Rorippa indica was classified as a high-quality plant, although it had few trichomes and soft leaves. R. indica produces nectar continuously, which attracts ants that guard the plant from herbivorous insects (Yano 1994). Therefore, a biotic defense mechanism might be the main type of defense in this species. Our results suggest that this plant has reduced physical and chemical defenses. Since none of the other plants studied in this habitat used biotic defenses, we have not confirmed any effects of this type of defense on the grasshopper nymphs.

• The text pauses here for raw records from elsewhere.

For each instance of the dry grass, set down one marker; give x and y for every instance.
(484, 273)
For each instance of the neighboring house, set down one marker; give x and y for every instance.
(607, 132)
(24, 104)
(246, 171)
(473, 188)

Various factors determine the costs and benefits of the dietary range of an herbivorous insect (Bernays and Graham 1988). Some classic theories of plant–herbivore coevolution assume that chemical defense and counter-defense evolve between plants and herbivores (Ehrlich and Raven 1964; Thompson 1994). Therefore, the host ranges of oligophagous insects may be closely related to specialization on family-specific chemical defenses (Ehrlich and Raven 1964). Conversely, our results suggest that nymphs of the polyphagous grasshopper P. subastris can defeat plant physical defenses and thereby utilize plants from a wide range of families. Plant defenses might evolve through interactions with multiple herbivore species, since pairwise coevolution between a plant and an herbivore is rare (Fox 1988). To better understand defense characteristics of a plant, polyphagous and oligophagous herbivores on the plant should be examined comprehensively.